Abstract
Translocations of the Mixed Lineage Leukemia (MLL) gene occur in a subset (5%) of acute myeloid leukemia (AML) and in mixed phenotype acute leukemia in infancy, a disease with extremely poor prognosis. Animal model systems show that MLL gain of function mutations may contribute to leukemogenesis. Wild-type MLL carries histone methyltransferase activity and affects specific target genes, such us HOXA cluster genes. While the more than three dozen MLL fusion proteins known today exert different specific functions, they finally induce transcription of individual target genes. Consequently, acute lymphoblastic leukemias (ALL) with MLL mutations (MLLmu) exhibit typical gene expression profiles including high-level expression of HOXA cluster genes. Aim of this study was to find a correlation between the MLL mutational status and tumor suppressor gene methylation/expression in acute leukemia cell lines.

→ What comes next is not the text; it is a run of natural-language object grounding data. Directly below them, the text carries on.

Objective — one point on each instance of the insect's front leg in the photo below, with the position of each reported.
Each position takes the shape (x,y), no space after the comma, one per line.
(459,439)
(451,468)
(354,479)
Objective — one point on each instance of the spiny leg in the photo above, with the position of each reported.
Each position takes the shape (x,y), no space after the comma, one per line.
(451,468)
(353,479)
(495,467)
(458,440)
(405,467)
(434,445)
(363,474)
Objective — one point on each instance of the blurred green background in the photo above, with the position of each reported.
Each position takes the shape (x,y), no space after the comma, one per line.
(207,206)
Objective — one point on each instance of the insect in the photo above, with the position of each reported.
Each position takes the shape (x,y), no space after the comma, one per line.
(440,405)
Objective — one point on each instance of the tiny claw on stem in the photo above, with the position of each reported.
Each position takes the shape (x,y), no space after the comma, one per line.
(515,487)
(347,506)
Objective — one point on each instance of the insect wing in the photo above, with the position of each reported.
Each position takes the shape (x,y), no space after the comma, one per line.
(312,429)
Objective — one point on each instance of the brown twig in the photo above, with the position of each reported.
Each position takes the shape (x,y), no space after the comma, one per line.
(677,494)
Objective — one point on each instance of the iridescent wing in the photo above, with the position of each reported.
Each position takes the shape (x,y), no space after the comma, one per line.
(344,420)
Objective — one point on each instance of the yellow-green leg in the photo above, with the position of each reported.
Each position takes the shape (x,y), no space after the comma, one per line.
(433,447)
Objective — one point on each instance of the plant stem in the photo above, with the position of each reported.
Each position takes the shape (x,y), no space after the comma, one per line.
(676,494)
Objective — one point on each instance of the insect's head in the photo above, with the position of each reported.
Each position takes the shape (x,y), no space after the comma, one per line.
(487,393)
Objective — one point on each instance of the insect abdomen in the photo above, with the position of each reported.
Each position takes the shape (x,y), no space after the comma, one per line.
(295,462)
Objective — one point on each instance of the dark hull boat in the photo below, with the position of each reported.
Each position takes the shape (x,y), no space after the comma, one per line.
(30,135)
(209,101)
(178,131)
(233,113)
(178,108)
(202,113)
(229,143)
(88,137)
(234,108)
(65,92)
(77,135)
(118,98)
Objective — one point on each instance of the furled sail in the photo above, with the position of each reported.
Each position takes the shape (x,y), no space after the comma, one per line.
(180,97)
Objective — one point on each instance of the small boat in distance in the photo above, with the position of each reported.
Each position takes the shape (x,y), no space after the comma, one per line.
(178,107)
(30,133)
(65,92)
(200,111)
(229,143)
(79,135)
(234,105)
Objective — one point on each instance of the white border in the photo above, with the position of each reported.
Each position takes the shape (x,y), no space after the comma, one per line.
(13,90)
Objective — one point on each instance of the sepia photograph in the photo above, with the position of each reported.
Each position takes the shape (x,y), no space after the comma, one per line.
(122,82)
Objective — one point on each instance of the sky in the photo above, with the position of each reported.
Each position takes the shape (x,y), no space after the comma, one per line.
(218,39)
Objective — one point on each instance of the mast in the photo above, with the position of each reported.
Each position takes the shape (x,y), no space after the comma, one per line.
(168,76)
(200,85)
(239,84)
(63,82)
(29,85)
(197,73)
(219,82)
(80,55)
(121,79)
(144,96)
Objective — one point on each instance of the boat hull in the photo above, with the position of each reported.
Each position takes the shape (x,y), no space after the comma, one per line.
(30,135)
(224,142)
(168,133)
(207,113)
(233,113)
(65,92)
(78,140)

Using MS-MLPA (methylation-specific multiplex ligation-dependent probe amplification assay), methylation of 24 different TSG was analyzed in 28 MLLmu and MLLwt acute leukemia cell lines. 1.8/24 TSG were methylated in MLLmu AML cells, 6.2/24 TSG were methylated in MLLwt AML cells. Hypomethylation and expression of the tumor suppressor genes (TSG) BEX2, IGSF4 and TIMP3 turned out to be characteristic of MLLmu acute myeloid leukemia (AML) cell lines. MLL wild-type (MLLwt) AML cell lines displayed hypermethylated TSG promoters resulting in transcriptional silencing. Demethylating agents and inhibitors of histone deacetylases restored expression of BEX2, IGSF4 and TIMP3 confirming epigenetic silencing of these genes in MLLwt cells. The positive correlation between MLL translocation, TSG hypomethylation and expression suggested that MLL fusion proteins were responsible for dysregulation of TSG expression in MLLmu cells. This concept was supported by our observation that Bex2 mRNA levels in MLL-ENL transgenic mouse cell lines required expression of the MLL fusion gene.
These results suggest that the conspicuous expression of the TSG BEX2, IGSF4 and TIMP3 in MLLmu AML cell lines is the consequence of altered epigenetic properties of MLL fusion proteins.
No relevant conflicts of interest to declare.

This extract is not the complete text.